Check Out Google's New Password Security Tool

Google announced a new tool for its Chrome browser on Wednesday that, it hopes, gives its users an easy way to shore up their security.

For all of the (justifiable) panic over the high-tech capabilities of sophisticated hackers, one of the biggest security traps for the average person is still being tricked into sharing your password with a bad guy. Sometimes that happens because you're fooled by a look-alike log-in site. Other times, someone may hack another site where you just happen -- against security advice -- to use the same password.

Neither should happen with the new tool, a plug-in for Google's browser called "Password Alert," which will warn you when you've entered your Google password in a non-Google site. Unlike other security tools, such as Google's Safe Browsing, it doesn't judge whether the site you're on is malicious or not -- its sole goal is to make sure that you're only using your Google password for Google services.

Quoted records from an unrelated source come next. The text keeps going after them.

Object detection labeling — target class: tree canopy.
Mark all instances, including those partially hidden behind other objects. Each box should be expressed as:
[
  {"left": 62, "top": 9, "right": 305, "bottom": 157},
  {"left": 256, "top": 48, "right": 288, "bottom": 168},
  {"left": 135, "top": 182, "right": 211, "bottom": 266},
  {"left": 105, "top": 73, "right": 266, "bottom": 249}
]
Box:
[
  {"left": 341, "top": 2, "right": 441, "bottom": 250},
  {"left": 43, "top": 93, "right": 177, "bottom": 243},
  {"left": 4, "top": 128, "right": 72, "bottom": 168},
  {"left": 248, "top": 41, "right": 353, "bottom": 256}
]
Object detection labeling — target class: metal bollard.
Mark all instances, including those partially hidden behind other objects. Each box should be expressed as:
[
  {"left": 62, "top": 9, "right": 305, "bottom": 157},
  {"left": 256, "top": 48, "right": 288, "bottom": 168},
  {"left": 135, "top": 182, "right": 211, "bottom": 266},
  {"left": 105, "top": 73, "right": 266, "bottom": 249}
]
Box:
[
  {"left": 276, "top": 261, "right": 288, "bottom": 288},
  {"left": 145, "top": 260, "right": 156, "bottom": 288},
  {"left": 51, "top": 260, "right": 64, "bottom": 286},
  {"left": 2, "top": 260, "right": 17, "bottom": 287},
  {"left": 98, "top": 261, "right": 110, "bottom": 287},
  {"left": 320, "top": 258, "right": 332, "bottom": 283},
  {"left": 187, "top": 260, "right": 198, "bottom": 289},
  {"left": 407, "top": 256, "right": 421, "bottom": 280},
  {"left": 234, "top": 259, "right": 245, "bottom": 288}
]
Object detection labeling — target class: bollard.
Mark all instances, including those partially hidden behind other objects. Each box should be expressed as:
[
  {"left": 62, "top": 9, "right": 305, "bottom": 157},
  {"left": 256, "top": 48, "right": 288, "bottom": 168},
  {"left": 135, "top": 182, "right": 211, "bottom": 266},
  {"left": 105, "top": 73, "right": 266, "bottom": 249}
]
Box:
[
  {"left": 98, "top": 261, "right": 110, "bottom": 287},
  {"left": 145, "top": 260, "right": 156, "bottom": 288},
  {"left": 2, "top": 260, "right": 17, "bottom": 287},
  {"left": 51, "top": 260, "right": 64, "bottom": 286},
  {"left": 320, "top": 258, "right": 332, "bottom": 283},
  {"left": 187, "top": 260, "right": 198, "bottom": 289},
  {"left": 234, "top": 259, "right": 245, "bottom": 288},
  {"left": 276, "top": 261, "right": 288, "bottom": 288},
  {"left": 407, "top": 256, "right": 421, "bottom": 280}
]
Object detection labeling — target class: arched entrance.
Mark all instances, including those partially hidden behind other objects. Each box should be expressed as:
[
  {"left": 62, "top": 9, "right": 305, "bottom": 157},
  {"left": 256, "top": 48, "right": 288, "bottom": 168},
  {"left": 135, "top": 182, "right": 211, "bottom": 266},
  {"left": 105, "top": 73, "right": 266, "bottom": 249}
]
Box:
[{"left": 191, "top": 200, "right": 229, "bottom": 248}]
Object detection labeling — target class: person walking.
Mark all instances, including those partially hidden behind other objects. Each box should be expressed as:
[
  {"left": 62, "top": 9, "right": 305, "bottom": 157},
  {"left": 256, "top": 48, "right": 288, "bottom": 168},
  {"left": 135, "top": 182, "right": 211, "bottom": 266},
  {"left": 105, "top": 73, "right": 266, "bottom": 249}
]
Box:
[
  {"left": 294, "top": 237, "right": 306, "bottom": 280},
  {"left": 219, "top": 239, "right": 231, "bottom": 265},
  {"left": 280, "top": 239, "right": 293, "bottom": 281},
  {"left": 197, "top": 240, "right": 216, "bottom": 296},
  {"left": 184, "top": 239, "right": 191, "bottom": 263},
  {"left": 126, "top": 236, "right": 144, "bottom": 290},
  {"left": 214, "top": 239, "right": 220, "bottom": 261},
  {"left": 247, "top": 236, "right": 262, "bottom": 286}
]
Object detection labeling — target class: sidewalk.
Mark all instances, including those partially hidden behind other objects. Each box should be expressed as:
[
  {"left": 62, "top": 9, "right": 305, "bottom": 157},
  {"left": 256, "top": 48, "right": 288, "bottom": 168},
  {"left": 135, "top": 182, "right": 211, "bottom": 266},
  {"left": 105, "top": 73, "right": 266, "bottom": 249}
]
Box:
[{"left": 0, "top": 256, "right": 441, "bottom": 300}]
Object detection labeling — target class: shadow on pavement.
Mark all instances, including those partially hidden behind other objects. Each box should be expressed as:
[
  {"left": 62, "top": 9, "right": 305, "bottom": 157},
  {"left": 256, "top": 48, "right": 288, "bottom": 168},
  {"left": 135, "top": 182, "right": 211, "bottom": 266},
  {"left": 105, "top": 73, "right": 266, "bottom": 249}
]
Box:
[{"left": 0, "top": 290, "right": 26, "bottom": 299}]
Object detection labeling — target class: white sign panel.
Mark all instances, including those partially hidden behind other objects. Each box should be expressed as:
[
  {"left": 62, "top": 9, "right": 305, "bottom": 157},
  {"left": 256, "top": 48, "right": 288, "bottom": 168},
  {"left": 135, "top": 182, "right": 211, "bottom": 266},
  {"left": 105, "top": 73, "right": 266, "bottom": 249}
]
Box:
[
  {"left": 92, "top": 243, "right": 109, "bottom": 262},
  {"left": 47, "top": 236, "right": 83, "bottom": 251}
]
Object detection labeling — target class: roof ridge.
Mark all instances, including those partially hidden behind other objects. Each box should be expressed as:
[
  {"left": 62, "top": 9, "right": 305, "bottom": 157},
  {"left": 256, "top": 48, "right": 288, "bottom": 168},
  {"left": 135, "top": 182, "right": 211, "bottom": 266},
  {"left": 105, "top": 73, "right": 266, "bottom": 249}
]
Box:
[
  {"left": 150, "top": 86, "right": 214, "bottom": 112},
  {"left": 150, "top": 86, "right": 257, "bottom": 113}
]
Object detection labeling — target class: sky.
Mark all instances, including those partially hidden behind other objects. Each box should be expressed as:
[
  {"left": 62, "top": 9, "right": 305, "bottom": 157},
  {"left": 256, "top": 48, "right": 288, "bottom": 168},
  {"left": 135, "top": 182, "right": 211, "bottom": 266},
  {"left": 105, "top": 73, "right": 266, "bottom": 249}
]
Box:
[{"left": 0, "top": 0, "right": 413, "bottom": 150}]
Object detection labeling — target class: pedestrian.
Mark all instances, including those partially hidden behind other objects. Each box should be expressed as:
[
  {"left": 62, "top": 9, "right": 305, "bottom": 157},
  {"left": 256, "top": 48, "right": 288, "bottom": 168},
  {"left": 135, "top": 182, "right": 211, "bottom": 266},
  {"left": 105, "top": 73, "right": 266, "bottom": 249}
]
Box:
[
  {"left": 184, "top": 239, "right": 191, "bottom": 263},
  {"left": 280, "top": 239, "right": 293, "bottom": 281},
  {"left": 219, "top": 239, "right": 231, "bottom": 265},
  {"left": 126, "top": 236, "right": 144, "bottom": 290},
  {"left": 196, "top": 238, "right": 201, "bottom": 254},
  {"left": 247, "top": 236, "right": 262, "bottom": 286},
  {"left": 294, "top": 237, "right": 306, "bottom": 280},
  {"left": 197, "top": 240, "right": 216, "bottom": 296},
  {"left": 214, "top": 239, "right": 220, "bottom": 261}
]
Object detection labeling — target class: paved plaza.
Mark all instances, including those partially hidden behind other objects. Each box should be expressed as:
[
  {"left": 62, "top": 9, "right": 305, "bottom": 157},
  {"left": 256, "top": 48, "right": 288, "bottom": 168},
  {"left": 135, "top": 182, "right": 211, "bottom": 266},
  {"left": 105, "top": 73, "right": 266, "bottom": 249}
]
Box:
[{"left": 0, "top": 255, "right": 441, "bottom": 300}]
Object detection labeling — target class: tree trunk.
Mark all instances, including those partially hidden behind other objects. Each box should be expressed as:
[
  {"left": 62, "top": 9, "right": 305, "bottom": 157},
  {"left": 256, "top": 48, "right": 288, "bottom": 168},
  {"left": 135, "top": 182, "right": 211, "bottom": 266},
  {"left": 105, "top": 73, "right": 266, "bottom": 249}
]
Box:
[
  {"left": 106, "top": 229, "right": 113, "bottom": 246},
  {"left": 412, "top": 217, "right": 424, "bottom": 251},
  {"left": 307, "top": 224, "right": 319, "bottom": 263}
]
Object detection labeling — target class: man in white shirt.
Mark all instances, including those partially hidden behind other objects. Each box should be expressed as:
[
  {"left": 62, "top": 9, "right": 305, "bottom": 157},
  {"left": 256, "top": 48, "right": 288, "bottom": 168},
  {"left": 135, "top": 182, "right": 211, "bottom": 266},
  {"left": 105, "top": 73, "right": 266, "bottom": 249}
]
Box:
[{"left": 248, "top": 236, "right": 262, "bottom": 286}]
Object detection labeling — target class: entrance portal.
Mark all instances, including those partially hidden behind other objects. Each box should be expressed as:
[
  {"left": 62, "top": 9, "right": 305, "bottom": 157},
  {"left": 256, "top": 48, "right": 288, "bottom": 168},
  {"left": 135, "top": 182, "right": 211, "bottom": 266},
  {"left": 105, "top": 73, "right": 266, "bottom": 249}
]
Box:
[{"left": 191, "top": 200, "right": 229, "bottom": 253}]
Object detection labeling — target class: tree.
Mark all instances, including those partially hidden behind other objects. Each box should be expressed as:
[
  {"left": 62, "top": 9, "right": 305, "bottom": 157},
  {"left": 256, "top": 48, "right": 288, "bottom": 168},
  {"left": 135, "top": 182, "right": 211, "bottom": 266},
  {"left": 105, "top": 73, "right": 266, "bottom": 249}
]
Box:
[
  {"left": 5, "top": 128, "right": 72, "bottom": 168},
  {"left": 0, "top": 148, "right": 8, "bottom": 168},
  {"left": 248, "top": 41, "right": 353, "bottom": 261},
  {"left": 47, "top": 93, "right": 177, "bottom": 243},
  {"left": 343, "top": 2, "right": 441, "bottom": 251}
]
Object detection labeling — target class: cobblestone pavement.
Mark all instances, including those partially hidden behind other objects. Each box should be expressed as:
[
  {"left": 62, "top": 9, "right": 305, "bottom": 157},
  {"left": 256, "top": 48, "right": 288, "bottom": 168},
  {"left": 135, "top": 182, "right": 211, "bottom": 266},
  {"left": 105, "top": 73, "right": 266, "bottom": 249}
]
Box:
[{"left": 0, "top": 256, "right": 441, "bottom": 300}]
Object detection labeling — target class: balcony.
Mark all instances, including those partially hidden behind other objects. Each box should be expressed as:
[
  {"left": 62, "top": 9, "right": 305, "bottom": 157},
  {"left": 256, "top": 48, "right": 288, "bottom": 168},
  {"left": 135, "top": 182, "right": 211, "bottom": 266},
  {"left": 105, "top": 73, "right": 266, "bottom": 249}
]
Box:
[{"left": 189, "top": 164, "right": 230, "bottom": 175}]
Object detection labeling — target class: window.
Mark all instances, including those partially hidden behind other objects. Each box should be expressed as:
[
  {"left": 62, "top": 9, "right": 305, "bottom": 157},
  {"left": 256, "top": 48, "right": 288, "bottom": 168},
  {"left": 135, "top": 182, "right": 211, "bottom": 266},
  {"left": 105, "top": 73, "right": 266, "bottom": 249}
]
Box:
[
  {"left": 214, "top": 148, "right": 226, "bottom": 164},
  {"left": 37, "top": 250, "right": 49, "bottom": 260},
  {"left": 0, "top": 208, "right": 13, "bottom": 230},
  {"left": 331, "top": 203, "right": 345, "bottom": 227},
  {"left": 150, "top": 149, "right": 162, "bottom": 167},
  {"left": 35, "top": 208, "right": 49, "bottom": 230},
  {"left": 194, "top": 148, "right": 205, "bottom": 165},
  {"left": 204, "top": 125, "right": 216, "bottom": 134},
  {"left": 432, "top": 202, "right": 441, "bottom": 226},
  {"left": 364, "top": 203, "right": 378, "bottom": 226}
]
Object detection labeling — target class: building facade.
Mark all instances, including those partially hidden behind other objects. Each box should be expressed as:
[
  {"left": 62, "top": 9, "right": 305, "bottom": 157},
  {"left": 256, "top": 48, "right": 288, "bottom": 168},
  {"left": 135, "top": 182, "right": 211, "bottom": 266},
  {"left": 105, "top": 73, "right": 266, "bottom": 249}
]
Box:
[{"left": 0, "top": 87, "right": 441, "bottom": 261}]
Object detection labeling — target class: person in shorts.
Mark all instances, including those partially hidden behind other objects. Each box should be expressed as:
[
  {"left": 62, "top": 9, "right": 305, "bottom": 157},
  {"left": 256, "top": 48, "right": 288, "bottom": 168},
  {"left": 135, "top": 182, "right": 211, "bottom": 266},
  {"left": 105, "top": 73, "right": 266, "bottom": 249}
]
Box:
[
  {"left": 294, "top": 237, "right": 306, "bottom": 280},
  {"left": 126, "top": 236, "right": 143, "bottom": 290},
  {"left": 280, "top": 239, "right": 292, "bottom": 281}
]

The company said in the post that phishing attacks, in which users are tricked into giving up their log-in credentials, can be successful up to 45 percent of the time. And, the company estimates, roughly 2 percent of all Gmail messages are phishing messages.

The tool evolved from one that Google uses internally. It will work for Google and Google Apps for Work accounts, the company said in an official blog post Wednesday. According to the post, if you use Password Alert, a "scrambled" version of your password is stored on your computer. It then uses that to determine whether it should bring up a warning screen -- something it should do any time you type your Google password into a non-Google password field.

Google for Work users can also request to have their account administrators set up the tool for all of an organization's accounts.

It's no secret that passwords are a pain. But while every account should ideally have its own password, the important ones -- such as your primary e-mail and financial accounts -- really, really should have their own.
Google's new tool stands as a good, simple reminder of that -- if you want reminding, that is. To use it, you'll have to head to the Google Chrome store, starting Wednesday, for the free download.